Let joy in the Lord win and go on winning, until
people take no more joy in the world. Let joy in the Lord always go on
growing, and joy in the world always go on shrinking until it is reduced
to nothing. I do not mean that we should not rejoice as long as we are
in this world, but that even while we do find ourselves in this world,
we should already be rejoicing in the Lord.
Someone may argue, “I am in the world; so obviously,
if I rejoice, I rejoice where I am”. What of it? Because you are in the
world, does it mean that you are not in the Lord? Listen to the same
Apostle in the Acts of the Apostles, speaking to the Athenians, and
saying about God and about the Lord, our Creator, In him we live, and move, and are. Since he is everywhere, there is nowhere that he is not. Is it not precisely this that he is emphasizing to encourage us? The Lord is very near; do not be anxious about anything.
This is something tremendous, that he ascended above
all the heavens but is still very near to those who dwell on earth,
wherever they may be. Who can this be that is both far away and close at
hand, except the one who became our near neighbor out of mercy?
The whole of the human race, you see, is that man who
was lying in the road, left there by robbers, half dead, who was ignored
by the passing priest and Levite, while the passing Samaritan stopped
by him to take care of him and help him; and when the Immortal, the
Just, was far away from us mortals and sinners, he came down to us to
become – that far distant being – our near neighbor.
He has not treated us according to our sins.

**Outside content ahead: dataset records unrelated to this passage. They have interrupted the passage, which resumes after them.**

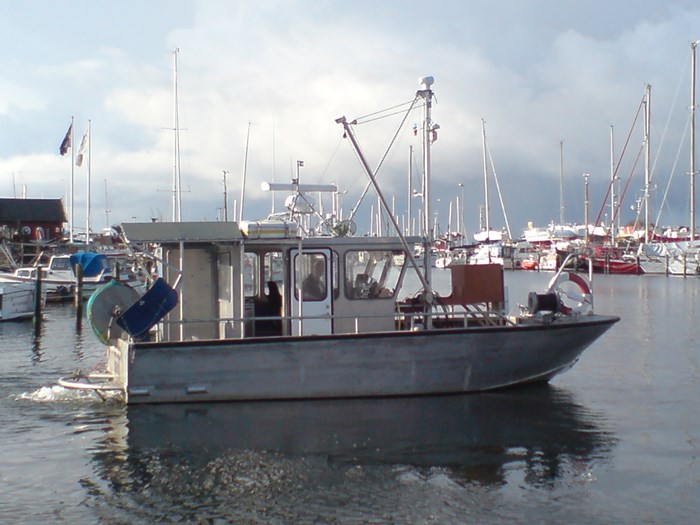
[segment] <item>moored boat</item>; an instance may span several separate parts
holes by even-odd
[[[82,270],[82,293],[85,299],[90,297],[97,288],[116,277],[106,255],[78,252],[52,255],[46,266],[24,266],[12,272],[0,272],[0,283],[28,283],[35,286],[39,268],[41,268],[41,286],[46,292],[47,300],[63,301],[73,297],[78,284],[76,265],[80,265]],[[131,285],[137,284],[136,277],[130,273],[125,272],[120,277],[126,277]]]
[[[537,270],[538,263],[534,258],[531,259],[525,259],[520,263],[520,267],[523,270]]]
[[[34,315],[36,286],[31,283],[0,283],[0,321],[14,321]],[[45,295],[41,301],[45,301]]]

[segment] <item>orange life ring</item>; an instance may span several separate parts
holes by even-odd
[[[593,292],[586,277],[575,272],[561,272],[549,283],[549,290],[559,296],[561,313],[587,314],[593,311]]]

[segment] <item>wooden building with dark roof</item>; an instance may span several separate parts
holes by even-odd
[[[8,240],[61,239],[65,223],[66,212],[61,199],[0,198],[0,232]]]

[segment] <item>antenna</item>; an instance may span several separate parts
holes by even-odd
[[[224,170],[224,222],[228,222],[228,193],[226,188],[226,175],[228,175],[228,171]]]

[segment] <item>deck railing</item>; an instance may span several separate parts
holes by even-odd
[[[364,314],[353,314],[353,315],[304,315],[291,316],[260,316],[260,317],[217,317],[209,319],[183,319],[183,320],[167,320],[163,319],[161,325],[171,325],[171,326],[181,326],[181,325],[195,325],[195,324],[238,324],[243,326],[243,337],[255,337],[255,323],[262,322],[278,322],[281,323],[283,327],[288,327],[293,323],[301,323],[304,325],[305,321],[311,320],[328,320],[328,321],[346,321],[351,320],[354,330],[352,332],[336,332],[336,333],[356,333],[362,332],[361,324],[362,320],[376,320],[377,318],[390,318],[393,321],[392,331],[417,331],[424,330],[426,326],[432,326],[435,329],[446,329],[446,328],[466,328],[470,326],[502,326],[504,324],[510,324],[511,321],[505,315],[504,312],[486,310],[486,309],[475,309],[469,308],[465,310],[457,310],[454,307],[445,307],[440,310],[423,311],[417,308],[401,309],[397,310],[391,315],[381,316],[381,315],[364,315]],[[284,335],[289,335],[287,330],[283,328]],[[283,335],[277,334],[277,335]]]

For we are his children. How do we prove this? The only Son died for us
so that he would not remain the only child. He did not want to be alone,
who died alone. The only Son of God made many children for God. He
bought himself brothers and sisters with his blood; rejected, he
accepted us; sold, he bought us back; dishonored, he honored us;
killed, he brought us life.
So then, my brethren, rejoice in the Lord, not
in the world; that is, rejoice in faithfulness and not in iniquity;
rejoice in the hope of eternity and not the brief flower of vanity.
Rejoice thus, and wherever you are here, as long as you are here, the Lord is very near: do not be anxious about anything.